So the time to delete is order logn. Why is that? In fact, it is the same as insert, but there will be another operation to find the precursor node, because deletion will cause the pointer change of the precursor node, the latter node exists in the current deleted node, but the former and precursor node does not, and the query is also O(logn), so delete O(logn)+O(logn), so the time complexity of deletion is still: O(logn), but there is a point to note: if the node to be deleted also exists in the index layer, then the node of the index layer needs to be deleted at the same time.
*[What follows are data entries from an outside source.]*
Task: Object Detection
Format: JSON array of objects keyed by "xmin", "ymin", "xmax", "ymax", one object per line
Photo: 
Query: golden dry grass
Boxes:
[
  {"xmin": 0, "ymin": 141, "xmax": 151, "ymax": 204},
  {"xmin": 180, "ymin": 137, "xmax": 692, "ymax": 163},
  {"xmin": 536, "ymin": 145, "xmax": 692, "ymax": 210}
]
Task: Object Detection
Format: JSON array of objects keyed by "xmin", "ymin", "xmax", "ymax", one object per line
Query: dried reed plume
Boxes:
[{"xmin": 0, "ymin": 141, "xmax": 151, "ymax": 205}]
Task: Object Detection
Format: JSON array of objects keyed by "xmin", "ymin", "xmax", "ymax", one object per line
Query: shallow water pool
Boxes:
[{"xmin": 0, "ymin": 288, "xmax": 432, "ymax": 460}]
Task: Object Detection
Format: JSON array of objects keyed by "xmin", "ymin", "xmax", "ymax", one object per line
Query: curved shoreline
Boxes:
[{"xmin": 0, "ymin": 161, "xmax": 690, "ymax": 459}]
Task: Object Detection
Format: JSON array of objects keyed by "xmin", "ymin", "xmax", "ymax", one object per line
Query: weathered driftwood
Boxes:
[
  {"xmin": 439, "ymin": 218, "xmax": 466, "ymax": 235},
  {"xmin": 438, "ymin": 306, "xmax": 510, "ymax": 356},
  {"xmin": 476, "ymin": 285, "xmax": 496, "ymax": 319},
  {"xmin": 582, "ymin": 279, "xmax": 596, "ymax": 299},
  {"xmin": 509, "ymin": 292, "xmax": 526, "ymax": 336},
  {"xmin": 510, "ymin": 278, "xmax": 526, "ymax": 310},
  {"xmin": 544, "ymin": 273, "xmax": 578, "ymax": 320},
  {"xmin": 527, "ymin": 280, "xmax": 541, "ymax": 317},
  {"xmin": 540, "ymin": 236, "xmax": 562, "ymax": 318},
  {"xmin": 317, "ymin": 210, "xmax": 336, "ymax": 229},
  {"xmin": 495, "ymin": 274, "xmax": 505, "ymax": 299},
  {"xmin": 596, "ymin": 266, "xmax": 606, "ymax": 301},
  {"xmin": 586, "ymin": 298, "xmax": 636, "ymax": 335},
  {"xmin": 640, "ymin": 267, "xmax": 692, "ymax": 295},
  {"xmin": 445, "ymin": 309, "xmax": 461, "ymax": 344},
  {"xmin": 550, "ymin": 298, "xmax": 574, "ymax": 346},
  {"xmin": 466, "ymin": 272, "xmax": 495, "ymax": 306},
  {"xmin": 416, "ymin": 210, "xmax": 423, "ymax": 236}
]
The problem of precursor nodes can be solved by using a bidirectional linked list.
Index update
The query, delete, add performance of a hop table is good, but can it remain so good? Since jump table is used to store data, so will certainly be accompanied by frequent addition and deletion, assuming that at a certain interval of adjacent index node is inserted between the more data, then leads to uneven distribution of data, in a certain range query time efficiency is lower, the worst may be degraded into singly linked lists, all of the data in this range, Therefore, when inserting data, we update the index layer in real time to ensure that the data structure of the hop table does not degenerate excessively. Then, how do we maintain the change of the index layer?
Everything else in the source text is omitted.